Now, here he was, lost and meandering about in downtown’s innards. Although Joseph was sixty-eight years old, he didn’t appear as if he was lost. His purposeful stride was long and military- exact with his shoulders pressed back, and chin tucked-in.

Joseph’s search for Ben’s was diverted when he stopped in front of a store bearing the name, The Cleveland Fencing Academy. Looking in the window, Joseph saw three parallel fencing strips each three feet wide and forty feet long. Two of the strips were unoccupied, but on the third strip a fencing master, so identified by his traditional black fencing jacket, was instructing a young student on the saber. The teacher advanced toward the student while making a straight head cut. The student retreated one step as he raised his saber, bringing it parallel to the floor and above his head, to parry the instructor’s attack. The student reposted with a return head cut to the instructor. Repeat. Repeat. Repeat.

A sign on the front door welcomed visitors, so Joseph entered and took a seat along the wall underneath a picture of President Reagan.

The sounds of clashing sabers stirred Joseph’s memory of the years he spent as a child honing his fencing skills, all the while, under the critical eye of his father. His father lectured him on the honor and the glory of leading horse mounted, saber wielding soldiers into combat. Joseph was to know that honor, but he was also to know the sin of selfish murder.

The instructor glanced at Joseph, but continued with the lesson. Within minutes, the student’s breathing had become labored, and the instructor took a break.

“Hello…welcome, I’m Martin.”

Joseph stood, shifting the bag with the slippers into his left hand, as he shook Martin’s hand.

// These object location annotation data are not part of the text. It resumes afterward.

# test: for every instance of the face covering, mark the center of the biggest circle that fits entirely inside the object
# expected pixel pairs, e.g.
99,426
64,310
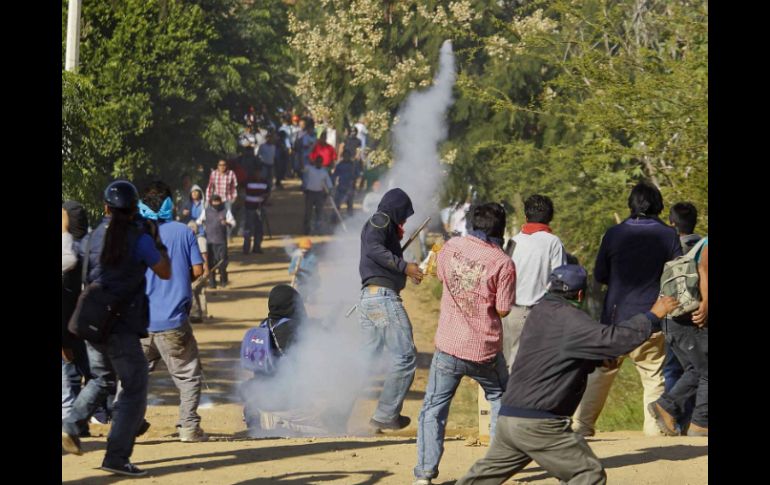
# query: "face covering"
164,213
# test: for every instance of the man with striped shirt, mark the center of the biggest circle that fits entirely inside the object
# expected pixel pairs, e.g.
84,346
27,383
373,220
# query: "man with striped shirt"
222,181
257,192
479,288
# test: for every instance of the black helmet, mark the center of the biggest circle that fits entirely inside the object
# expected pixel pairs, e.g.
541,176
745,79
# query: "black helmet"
121,194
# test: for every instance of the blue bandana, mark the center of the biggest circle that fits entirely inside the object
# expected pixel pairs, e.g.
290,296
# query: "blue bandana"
165,212
483,236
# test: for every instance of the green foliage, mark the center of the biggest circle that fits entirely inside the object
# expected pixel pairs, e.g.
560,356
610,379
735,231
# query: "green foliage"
623,409
162,86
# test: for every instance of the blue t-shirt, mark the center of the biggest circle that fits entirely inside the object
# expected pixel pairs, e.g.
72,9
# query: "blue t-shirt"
170,300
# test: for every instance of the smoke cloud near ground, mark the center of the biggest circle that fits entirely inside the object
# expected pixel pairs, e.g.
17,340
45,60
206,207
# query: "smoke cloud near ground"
324,373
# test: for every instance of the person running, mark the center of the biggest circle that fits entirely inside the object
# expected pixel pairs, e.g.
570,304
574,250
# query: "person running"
479,284
385,325
560,346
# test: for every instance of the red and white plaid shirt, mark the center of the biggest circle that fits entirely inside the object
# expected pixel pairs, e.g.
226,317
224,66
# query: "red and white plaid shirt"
479,280
224,184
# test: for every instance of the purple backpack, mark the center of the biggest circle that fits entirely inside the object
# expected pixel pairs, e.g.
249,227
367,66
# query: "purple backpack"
259,349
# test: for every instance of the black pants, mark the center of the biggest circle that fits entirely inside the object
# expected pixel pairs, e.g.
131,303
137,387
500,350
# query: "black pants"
314,203
690,345
252,227
217,253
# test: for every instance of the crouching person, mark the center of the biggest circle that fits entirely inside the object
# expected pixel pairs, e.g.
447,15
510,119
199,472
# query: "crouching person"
560,345
264,346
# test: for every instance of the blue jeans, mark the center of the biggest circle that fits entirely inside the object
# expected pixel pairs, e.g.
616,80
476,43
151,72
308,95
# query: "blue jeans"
385,326
122,355
446,371
672,372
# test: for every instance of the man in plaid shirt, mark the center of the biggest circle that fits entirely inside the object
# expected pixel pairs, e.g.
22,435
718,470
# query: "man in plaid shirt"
222,181
479,288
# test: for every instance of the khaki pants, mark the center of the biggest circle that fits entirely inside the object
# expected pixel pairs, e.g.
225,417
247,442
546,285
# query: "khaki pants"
648,359
179,351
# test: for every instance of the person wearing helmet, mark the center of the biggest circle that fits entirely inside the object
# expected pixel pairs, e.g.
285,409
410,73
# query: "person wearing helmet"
560,345
303,266
118,252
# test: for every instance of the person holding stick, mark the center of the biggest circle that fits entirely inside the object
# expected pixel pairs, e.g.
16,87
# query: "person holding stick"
385,325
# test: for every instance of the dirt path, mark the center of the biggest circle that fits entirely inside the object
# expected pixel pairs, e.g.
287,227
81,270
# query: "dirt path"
232,458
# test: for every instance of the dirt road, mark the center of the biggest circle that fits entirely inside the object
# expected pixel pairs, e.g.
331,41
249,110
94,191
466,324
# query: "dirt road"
232,458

“I’m Joseph Hussar. I just stopped-in to watch. I didn’t know there was a fencing academy in Cleveland. I don’t mean to interrupt.”

“No problem,” Martin said, “So few residents know about my studio that I’m happy to have visitors. Have you done any fencing?”

“I started fencing when I was a boy back in the 1920s in my country, Hungary. I was raised in a military family, so I was expected to follow my father and his father. Fencing wasn’t just a sport to me. I was raised to be a cavalry officer.”

Martin raised his eyebrows. “Were you a cavalry officer in World War II?”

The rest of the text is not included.